Installée dans un atelier lumineux aux Lilas, juste de l’autre côté du périphérique parisien, l’association Khiasma a été fondée en janvier 2001 par Olivier Marboeuf, illustrateur et graphiste, co-fondateur des éditions Amok (voir l’entretien avec lui dans Périphéries, en novembre 1998). Amok mélangeait déjà les arts graphiques, la photo, la bande dessinée, le reportage, sur des sujets brûlants : l’exil, l’immigration, la banlieue, la quête d’identité... Avec Khiasma - qui, en grec, signifie « croisement » -, Marboeuf poursuit son métissage des disciplines : fonctionnant comme une boîte à outils, son association réunit sur des projets bien distincts des gens aux talents et aux compétences complémentaires. « Si les pratiques artistiques, au sens large, sont le point d’entrée de notre travail, écrit-il dans sa note de présentation, nous voulons associer des personnes issues de tous horizons afin d’opérer des glissements entre champs (de l’art vers l’économie, la science, l’écologie ... ). » Chaque membre peut proposer un projet, et piocher dans le fichier de l’association en fonction des savoir-faire dont ils ont besoin. Depuis un an, Khiasma a ainsi lancé - et, pour certains, pratiquement achevé - quatre très beaux projets, qui font tous l’objet de sites Internet comme on en voit peu.

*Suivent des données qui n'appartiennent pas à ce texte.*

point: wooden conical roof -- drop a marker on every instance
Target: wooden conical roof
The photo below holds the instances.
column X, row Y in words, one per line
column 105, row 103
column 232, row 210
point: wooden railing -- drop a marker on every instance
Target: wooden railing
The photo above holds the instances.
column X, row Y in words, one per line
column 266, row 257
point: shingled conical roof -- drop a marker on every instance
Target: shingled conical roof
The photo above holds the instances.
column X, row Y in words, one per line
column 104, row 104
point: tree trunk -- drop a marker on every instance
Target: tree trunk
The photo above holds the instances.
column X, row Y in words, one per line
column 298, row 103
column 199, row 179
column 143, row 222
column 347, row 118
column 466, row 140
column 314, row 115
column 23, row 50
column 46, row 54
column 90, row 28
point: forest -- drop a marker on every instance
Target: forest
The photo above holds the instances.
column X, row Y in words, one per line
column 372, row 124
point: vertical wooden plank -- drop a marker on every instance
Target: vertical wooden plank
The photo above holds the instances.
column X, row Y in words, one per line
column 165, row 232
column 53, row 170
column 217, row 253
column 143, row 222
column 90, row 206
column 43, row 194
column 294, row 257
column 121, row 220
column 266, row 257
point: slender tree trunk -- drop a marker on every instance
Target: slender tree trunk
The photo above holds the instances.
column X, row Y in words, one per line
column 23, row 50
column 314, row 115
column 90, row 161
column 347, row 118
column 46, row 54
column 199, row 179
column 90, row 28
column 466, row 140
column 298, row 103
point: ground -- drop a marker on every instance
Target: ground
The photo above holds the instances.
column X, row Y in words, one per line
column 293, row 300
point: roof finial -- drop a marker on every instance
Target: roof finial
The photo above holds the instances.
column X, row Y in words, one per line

Le projet « Birmanie : la peur est une habitude », réalisé en collaboration avec les collectifs Info Birmanie et « TotalElfFina ne doit pas faire la loi », ainsi qu’avec l’éditeur L’Esprit frappeur, informe sur la situation en Birmanie par le biais de plusieurs supports : un livre réunissant des témoignages et des récits en bande dessinée, une exposition itinérante et un site Internet (encore en construction). Il donnera aussi lieu à la production d’affiches, de cartes postales, et à des rencontres d’information - la première a eu lieu en janvier à Paris à la Maroquinerie, partenaire régulier de l’association.

Le projet « Art et développement » a, lui, été initié par Jacques Faton, qui propose des formations au cinéma d’animation et à la vidéo en Afrique de l’Ouest avec l’ONG belge Graphoui. Comme ses bailleurs de fonds remettaient toujours en cause l’utilité de l’art dans le cadre de l’aide au développement, il a eu l’idée de s’emparer de ces questions : « L’art sert-il à quelque chose ? Faut-il considérer l’expression artistique comme facteur de développement (culturel, social, politique, économique) et, à ce titre, le financer ? Comment les artistes s’y prennent-ils aujourd’hui pour remettre en question leur rapport à la société, à l’autre ? » Il a interrogé sur ce sujet onze personnalités de la scène culturelle sénégalaise, dont il a filmé en vidéo les réponses. Khiasma édite une brochure, une exposition et un site Internet à partir de ce matériau, et compte prolonger ce travail en allant poser ces questions à d’autres interlocuteurs.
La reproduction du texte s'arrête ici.